Presentata la Mostra di fossili, minerali e rocce vulcaniche

Foglie di Angiosperme_fossili

 

L’allestimento scientifico “Alla scoperta del patrimonio museale siciliano”, inaugurato lo scorso 28 novembre, presso la Sezione di Scienze della TerraC.so Italia 57, Catania - del Dipartimento di Scienze Biologiche, Geologiche e Ambientali dell’Università di Catania, è aperto al pubblico sino al 3 dicembre 2011.

La presentazione si è tenuta alla presenza del prorettore dell’Università degli Studi di Catania Maria Luisa Carnazza.

 

Il progetto, proteso alla conoscenza di fossili, minerali e rocce vulcaniche è stato curato da Antonietta Rosso, docente di Paleontologia, ed è stato presentato nelle aule Est-Ovest della Sezione di Scienze della Terra.

L’allestimento è l’evento conclusivo di un progetto finanziato dal MIUR per la diffusione della cultura scientifica.

 

L’obiettivo è quello di riscoprire, valorizzare e soprattutto fare conoscere e rendere fruibile al pubblico una prima parte del consistente patrimonio di fossili e minerali conservati presso il Museo di Scienze della Terra dell’omonima sezione del Dipartimento di Scienze Biologiche, Geologiche e Ambientali dell’Università di Catania.

L’esposizione presenta reperti significativi provenienti in larga misura dal territorio siciliano.

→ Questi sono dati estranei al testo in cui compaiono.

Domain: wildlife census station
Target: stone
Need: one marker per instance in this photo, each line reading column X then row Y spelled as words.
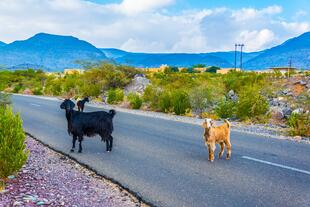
column 287, row 111
column 298, row 111
column 297, row 137
column 11, row 176
column 276, row 113
column 232, row 95
column 40, row 203
column 138, row 84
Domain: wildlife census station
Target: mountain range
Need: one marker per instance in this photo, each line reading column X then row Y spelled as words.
column 55, row 53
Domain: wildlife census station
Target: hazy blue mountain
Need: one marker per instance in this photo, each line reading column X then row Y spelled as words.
column 113, row 53
column 176, row 59
column 230, row 56
column 296, row 49
column 53, row 52
column 156, row 59
column 2, row 43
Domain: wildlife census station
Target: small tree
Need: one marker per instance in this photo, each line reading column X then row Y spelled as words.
column 201, row 98
column 115, row 96
column 134, row 100
column 251, row 104
column 225, row 108
column 13, row 153
column 4, row 99
column 180, row 102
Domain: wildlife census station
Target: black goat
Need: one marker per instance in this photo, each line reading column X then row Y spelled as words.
column 81, row 104
column 89, row 124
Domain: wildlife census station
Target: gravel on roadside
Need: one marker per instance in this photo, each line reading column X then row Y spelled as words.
column 51, row 179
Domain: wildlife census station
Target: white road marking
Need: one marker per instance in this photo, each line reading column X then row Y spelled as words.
column 277, row 165
column 35, row 105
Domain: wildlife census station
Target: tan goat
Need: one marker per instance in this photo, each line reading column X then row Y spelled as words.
column 217, row 134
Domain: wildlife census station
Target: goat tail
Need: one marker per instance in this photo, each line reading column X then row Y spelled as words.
column 112, row 112
column 227, row 122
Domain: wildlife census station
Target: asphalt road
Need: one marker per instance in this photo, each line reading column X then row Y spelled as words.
column 165, row 162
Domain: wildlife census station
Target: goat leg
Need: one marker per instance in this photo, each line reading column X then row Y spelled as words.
column 80, row 144
column 111, row 142
column 222, row 150
column 228, row 148
column 212, row 149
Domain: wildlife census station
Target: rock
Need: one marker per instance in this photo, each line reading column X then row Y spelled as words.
column 11, row 176
column 297, row 137
column 276, row 113
column 27, row 91
column 303, row 83
column 298, row 111
column 40, row 203
column 286, row 91
column 287, row 111
column 232, row 95
column 138, row 84
column 17, row 203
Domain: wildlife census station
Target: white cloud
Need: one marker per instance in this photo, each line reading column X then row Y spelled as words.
column 132, row 7
column 147, row 26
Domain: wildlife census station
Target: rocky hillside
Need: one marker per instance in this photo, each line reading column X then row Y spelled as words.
column 50, row 52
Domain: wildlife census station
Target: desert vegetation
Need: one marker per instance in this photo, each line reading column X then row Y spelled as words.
column 245, row 96
column 13, row 153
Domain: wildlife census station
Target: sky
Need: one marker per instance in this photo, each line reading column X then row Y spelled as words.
column 166, row 26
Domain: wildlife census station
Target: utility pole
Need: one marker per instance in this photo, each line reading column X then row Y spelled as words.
column 241, row 47
column 289, row 67
column 236, row 45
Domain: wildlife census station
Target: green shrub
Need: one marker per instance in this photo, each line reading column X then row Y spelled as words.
column 212, row 69
column 180, row 102
column 13, row 153
column 299, row 124
column 37, row 91
column 164, row 102
column 226, row 108
column 4, row 99
column 17, row 88
column 115, row 96
column 251, row 104
column 134, row 100
column 201, row 99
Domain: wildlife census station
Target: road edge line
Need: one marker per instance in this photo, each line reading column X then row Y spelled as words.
column 140, row 199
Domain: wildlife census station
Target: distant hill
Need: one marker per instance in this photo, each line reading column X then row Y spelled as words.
column 52, row 52
column 55, row 52
column 221, row 59
column 175, row 59
column 2, row 44
column 297, row 49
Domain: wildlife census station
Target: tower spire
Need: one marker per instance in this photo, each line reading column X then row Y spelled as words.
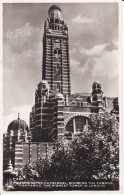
column 56, row 62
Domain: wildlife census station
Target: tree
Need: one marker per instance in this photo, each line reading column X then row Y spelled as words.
column 94, row 154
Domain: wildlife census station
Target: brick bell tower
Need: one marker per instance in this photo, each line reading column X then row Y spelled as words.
column 56, row 64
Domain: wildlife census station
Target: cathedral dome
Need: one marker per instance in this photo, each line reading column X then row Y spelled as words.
column 96, row 84
column 17, row 124
column 53, row 7
column 59, row 95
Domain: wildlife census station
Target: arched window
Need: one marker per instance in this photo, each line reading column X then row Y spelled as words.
column 57, row 53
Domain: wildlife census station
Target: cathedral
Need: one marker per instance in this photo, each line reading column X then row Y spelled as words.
column 57, row 113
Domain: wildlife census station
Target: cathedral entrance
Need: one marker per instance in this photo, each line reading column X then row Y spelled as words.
column 76, row 125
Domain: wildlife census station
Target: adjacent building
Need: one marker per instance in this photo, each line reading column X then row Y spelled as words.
column 56, row 113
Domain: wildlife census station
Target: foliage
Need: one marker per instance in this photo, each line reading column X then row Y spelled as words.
column 92, row 155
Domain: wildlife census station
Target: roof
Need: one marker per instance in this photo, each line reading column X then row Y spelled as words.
column 17, row 124
column 54, row 6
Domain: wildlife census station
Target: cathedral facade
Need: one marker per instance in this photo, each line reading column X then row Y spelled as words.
column 57, row 113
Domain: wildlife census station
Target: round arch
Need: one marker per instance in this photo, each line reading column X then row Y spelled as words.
column 76, row 124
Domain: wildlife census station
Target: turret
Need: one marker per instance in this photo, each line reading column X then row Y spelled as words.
column 97, row 96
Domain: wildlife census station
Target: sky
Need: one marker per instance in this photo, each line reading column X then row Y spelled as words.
column 93, row 42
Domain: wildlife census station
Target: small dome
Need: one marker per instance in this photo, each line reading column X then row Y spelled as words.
column 44, row 82
column 54, row 6
column 96, row 82
column 17, row 124
column 59, row 95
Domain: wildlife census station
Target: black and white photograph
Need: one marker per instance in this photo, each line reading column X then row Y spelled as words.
column 61, row 96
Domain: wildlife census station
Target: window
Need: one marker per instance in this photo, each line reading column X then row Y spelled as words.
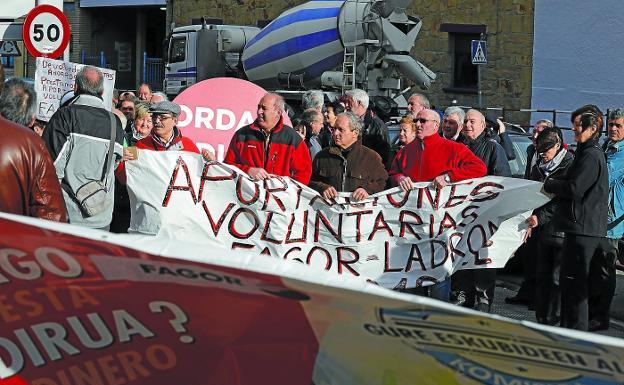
column 177, row 49
column 464, row 74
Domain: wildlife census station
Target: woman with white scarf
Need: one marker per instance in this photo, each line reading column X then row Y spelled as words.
column 553, row 162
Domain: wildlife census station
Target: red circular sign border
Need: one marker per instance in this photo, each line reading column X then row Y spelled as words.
column 31, row 17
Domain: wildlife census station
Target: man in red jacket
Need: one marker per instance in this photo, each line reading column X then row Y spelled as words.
column 431, row 157
column 268, row 146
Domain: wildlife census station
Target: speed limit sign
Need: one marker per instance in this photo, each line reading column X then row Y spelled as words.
column 46, row 31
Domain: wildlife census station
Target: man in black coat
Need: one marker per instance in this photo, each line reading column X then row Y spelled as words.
column 582, row 216
column 374, row 130
column 479, row 284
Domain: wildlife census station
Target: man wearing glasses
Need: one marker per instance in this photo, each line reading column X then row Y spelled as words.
column 480, row 284
column 600, row 301
column 165, row 135
column 432, row 158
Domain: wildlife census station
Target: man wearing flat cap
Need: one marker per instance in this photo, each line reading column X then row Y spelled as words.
column 165, row 135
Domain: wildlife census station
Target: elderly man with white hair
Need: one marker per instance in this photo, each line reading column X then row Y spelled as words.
column 453, row 123
column 375, row 133
column 480, row 284
column 431, row 158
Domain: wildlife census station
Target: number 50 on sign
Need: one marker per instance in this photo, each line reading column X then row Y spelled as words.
column 46, row 31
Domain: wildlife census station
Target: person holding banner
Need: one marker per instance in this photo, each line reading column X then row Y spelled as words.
column 582, row 216
column 27, row 176
column 553, row 162
column 268, row 146
column 165, row 134
column 348, row 166
column 432, row 158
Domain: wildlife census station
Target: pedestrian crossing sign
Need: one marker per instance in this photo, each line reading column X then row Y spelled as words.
column 479, row 52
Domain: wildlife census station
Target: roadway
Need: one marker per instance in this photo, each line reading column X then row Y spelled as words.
column 508, row 284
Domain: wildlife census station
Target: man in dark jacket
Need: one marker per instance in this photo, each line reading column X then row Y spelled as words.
column 348, row 166
column 553, row 162
column 268, row 146
column 27, row 176
column 582, row 216
column 480, row 283
column 374, row 130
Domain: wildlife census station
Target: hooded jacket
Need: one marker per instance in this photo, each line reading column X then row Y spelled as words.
column 490, row 152
column 280, row 152
column 584, row 193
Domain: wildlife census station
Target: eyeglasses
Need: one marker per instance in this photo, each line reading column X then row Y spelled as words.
column 161, row 117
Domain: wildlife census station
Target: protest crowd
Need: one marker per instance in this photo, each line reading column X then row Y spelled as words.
column 72, row 169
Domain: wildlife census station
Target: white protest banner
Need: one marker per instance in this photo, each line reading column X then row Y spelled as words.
column 394, row 239
column 53, row 78
column 81, row 306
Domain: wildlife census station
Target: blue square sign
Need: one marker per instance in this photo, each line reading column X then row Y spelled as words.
column 478, row 53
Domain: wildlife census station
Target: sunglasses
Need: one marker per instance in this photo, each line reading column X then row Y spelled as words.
column 161, row 117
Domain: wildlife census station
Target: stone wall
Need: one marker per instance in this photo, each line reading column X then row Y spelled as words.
column 506, row 78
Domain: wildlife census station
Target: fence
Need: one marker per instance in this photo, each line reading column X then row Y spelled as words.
column 153, row 71
column 560, row 118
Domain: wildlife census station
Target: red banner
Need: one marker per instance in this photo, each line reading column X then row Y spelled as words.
column 79, row 307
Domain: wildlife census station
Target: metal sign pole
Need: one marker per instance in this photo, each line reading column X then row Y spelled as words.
column 479, row 86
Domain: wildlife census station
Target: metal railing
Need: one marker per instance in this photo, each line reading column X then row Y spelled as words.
column 552, row 112
column 153, row 72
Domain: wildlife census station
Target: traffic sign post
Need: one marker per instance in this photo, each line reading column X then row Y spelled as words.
column 478, row 56
column 9, row 48
column 46, row 31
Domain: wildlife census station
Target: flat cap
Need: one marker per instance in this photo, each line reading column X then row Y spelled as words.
column 165, row 107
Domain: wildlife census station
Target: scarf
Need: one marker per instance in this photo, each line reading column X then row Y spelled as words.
column 551, row 165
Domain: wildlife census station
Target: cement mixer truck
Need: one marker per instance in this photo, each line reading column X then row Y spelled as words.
column 334, row 45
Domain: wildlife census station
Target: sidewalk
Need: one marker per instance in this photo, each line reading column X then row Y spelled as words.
column 508, row 284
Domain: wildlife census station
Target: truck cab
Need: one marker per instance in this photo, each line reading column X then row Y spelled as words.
column 199, row 52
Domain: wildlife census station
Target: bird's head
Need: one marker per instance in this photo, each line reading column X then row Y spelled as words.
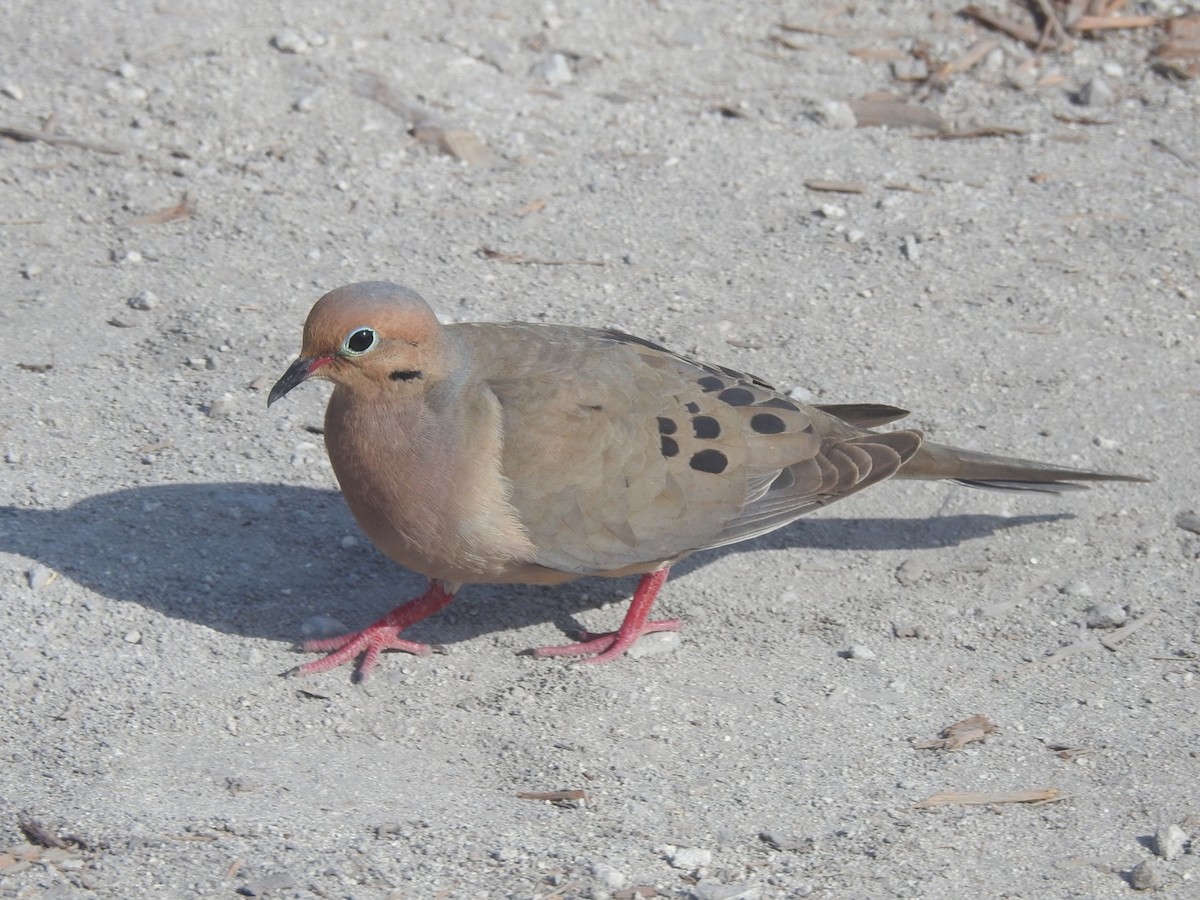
column 365, row 336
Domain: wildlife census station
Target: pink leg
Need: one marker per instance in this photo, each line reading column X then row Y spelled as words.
column 383, row 635
column 612, row 645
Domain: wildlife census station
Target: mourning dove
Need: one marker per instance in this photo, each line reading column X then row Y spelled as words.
column 540, row 454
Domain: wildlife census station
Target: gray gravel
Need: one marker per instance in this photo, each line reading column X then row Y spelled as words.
column 181, row 181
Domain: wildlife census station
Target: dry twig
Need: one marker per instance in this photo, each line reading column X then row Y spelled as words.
column 983, row 798
column 499, row 256
column 955, row 737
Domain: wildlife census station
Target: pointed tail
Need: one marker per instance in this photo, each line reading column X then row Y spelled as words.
column 1000, row 473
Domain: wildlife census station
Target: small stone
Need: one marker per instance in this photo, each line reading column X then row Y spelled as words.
column 289, row 41
column 910, row 70
column 303, row 454
column 222, row 407
column 690, row 858
column 715, row 891
column 910, row 573
column 1096, row 93
column 909, row 629
column 144, row 300
column 1147, row 875
column 1107, row 616
column 655, row 643
column 39, row 576
column 553, row 70
column 1188, row 521
column 835, row 114
column 1169, row 841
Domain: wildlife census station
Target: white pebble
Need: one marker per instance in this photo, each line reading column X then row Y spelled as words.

L’esposizione è corredata da pannelli espositivi che ne agevolano la fruizione sia per visitatori singoli sia per le scolaresche di ogni ordine e grado.

Il progetto si completa con la realizzazione del sito internet www.museoscienzeterract.it, in lingua italiana e inglese.

Tra i fossili presenti è possibile ammirare resti di vertebrati fra cui gli elefanti nani (Elephas mnaidriensis ed Elephas falconeri) e gli ippopotami nani (Hippopothamus pentlandi), che popolavano la Sicilia e le altre principali isole del Mediterraneo durante il Pleistocene.

 

Foglie e legni di qualche centinaio di migliaia di anni fa conservati in tufiti dell’Etna testimoniano la presenza di specie tipiche della macchia mediterranea che ancora oggi colonizzano le pendici del nostro vulcano.

Da osservare anche la presenza di fossili marini fra cui numerosi esemplari di pesci, provenienti da località della Sicilia centro-meridionale, che testimoniano la regressione marina del Mediterraneo che si è verificata durante il Messiniano.

Interessanti poi alcune parti del cranio di un cetaceo fossile proveniente dall’area ragusana, appartenente al genere Squalodon.

 

Per quanto concerne i minerali, sono esposti cristalli di grandi dimensioni di celestina, aragonite, salgemma e zolfo, provenienti dalle Solfare Siciliane spesso contenuti in splendide druse.

 

Sono presenti anche documenti che testimoniano l’attività vulcanica dell’Etna e che includono lave coriacee e a corda, provenienti dalle parti sommatali delle colate, oltre a bombe, ceneri, prodotti derivati dalla cottura di materiali sedimentari ad opera delle colate laviche e minerali inclusi nei basalti.